А вот и хозяйка вошла в комнату с чашками, наполненными солеными огурцами, помидорами, мочеными яблоками и арбузом.

-- Куда же столько? -- запротестовал Антон.

-- Голодным не отпущу, а то потом и вовсе дорогу забудешь. -- Она приоделась и подмарафетила лицо, когда только успела? Тут же заколготилась у печи и около стола. Антон вспомнил, как когда-то его встречала мать и как старалась угодить во всем.
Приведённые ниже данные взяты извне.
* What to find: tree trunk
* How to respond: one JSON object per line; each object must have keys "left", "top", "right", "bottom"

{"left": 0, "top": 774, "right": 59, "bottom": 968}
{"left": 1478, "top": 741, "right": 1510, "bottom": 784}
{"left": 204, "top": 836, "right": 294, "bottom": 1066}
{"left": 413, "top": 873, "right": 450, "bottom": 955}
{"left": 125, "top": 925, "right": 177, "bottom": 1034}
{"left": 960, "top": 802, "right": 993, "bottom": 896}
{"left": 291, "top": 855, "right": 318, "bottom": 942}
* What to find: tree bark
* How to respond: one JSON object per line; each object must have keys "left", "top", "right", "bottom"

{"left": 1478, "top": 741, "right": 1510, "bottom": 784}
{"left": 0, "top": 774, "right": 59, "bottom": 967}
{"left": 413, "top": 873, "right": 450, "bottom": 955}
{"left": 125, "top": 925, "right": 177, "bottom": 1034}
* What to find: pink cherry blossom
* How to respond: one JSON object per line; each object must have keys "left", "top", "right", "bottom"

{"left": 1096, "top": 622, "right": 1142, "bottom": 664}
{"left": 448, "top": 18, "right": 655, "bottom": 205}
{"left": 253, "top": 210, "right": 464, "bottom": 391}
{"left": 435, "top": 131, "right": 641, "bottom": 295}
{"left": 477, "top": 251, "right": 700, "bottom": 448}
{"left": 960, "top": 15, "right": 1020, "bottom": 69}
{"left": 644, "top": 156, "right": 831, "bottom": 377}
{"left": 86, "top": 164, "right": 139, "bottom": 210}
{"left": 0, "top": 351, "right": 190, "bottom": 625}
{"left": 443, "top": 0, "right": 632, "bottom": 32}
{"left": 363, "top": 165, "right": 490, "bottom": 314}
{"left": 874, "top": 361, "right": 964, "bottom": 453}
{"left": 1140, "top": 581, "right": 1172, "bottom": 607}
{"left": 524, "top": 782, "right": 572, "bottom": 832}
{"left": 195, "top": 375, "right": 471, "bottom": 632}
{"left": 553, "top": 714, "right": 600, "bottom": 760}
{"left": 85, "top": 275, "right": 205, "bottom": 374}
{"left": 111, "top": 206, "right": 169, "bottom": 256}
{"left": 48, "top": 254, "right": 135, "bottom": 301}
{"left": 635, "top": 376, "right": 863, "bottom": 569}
...Наливая в рюмки водку, Раиса сказала:

-- Вот и пригодилась, купила на всякий случай, когда мужа в ЛТП отправила. У него не застоялась бы.

-- Давно пить стал?

-- Муж-то? Как поженились. Только вначале приличие соблюдал, а потом пил без стеснения. Да что об этом. Он ведь плотник хороший, а их привечают, плотников-то. С этого и началось. Сердобольность наша известно какая. Тимошу вот жалко, парень добрый и ласковый, а как выпьет -- тут и дурь наружу выплескивается.

-- Значит так, -- прервал Раису Антон, -- я договорился, что в другую область его не отправят. Если сам не подкачает, то обещаю -- долго не засидится.

-- И на том, Антон, спасибо. Не знаю как благодарить. Что ж, давай выпьем за то, что не забыл меня и заехал. Выпей, выпей, да поешь получше. Я с тобой тоже махонькую пропущу.

-- А как же насчет сердобольности, ведь сама только что говорила?

-- К тебе это не относится, ты меру знаешь.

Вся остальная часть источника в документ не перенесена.